Figure 4 shows the weight map of the parameter corresponding to the temperature of the first drop in the distillation test. In this map, most northern samples were located in the blue shade areas corresponding to temperature values ranging from 35 to 40[degrees]C, while the majority of eastern samples were in the yellow and red areas, corresponding to temperatures between 42 and 46 [degrees]C.

The map for the temperature of the 10% distillate (Figure 5) shows the northern samples arranged in the blue and green region, corresponding to temperature values ranging between 50 and 54 [degrees]C, while the eastern samples are arranged in the yellow and red regions, with values between 56 and 60 [degrees]C.

Figure 6 presents the weight map regarding the temperature of the 50% distillate, and shows that this parameter was important in discriminating eastern region samples, because they were all arranged in the yellow and red region of the map, which corresponds to temperatures between 73 and 75 [degrees]C. Due the fact thatthe samples from the northern region did not show similarity to this parameter, the area where they are located is heterogeneous. Therefore, this information is not enough to group the gasoline from the northern region, although it can differentiate them from eastern samples.

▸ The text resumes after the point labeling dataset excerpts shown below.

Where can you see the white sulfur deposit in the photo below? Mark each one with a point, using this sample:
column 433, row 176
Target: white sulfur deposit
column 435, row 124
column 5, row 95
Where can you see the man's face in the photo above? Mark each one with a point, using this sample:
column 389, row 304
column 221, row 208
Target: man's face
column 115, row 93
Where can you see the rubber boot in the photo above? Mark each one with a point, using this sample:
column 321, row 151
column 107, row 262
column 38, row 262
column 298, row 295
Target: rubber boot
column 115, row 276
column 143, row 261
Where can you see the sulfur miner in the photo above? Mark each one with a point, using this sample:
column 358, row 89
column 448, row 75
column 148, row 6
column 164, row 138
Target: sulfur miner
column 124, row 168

Other parameters of the distillation test, such as the 90% distillate, residue and final boiling point, were not important to the segmentation of samples, as can be seen by the weight maps shown in Figure 7.

The temperatures of the 90% distillate (Figure 7a) and the final boiling point (Figure 7b) were not important because, despite having heterogeneous areas on the map, the northern and eastern samples were very similar.

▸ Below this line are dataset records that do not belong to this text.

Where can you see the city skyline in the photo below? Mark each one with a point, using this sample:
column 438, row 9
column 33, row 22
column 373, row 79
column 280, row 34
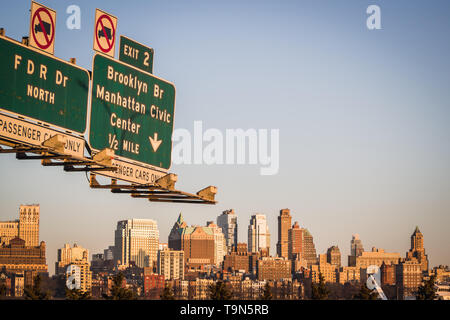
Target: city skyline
column 344, row 251
column 362, row 118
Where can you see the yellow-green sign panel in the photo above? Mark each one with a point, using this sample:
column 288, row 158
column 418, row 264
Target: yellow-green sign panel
column 132, row 112
column 41, row 87
column 136, row 54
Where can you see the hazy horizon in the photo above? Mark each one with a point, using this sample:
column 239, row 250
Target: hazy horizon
column 362, row 117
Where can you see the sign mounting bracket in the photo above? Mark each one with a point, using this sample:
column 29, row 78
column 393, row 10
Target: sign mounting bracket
column 163, row 190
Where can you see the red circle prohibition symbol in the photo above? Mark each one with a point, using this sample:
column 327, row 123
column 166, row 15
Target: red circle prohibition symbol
column 48, row 40
column 113, row 33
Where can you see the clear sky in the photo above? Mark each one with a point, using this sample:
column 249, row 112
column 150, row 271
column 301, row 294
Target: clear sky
column 363, row 118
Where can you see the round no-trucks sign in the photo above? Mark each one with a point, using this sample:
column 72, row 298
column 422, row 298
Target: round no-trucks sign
column 105, row 32
column 42, row 28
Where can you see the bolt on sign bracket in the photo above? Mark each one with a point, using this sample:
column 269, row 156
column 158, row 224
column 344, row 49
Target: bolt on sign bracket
column 51, row 153
column 163, row 190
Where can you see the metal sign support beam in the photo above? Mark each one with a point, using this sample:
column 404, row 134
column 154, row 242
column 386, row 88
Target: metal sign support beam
column 162, row 191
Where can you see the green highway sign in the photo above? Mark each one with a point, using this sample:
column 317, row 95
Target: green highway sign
column 39, row 86
column 136, row 54
column 132, row 112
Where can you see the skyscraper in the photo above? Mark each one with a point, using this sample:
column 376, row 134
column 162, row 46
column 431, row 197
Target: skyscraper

The only information that can be taken from the parameter of the 90% distillate is that it differentiates the eastern samples from each other, justifying the formation of two groups. and percentage of residue (c).

The weight map of the residue (Figure 7c) is homogeneous, and it shows great similarity between the samples from the northern and eastern regions, failing to discriminate them.

Besides the distillation parameters, the parameters density and alcohol content (Figure 8) were also not important for the classification of samples. For the alcohol content, there were no large differences in the values obtained. The map of density, similarly to the temperature of the 90% distillate, only aided in the separation of the eastern samples into two groups.

4. CONCLUSION

The artificial neural network Self-organizing Map type was effective in separating gasoline C samples from different marketing regions.

The 25x25 topology and 5000 training epochs showed lower quantization error and better separation of the samples that allowed for the visualization of the groups in a topographic map.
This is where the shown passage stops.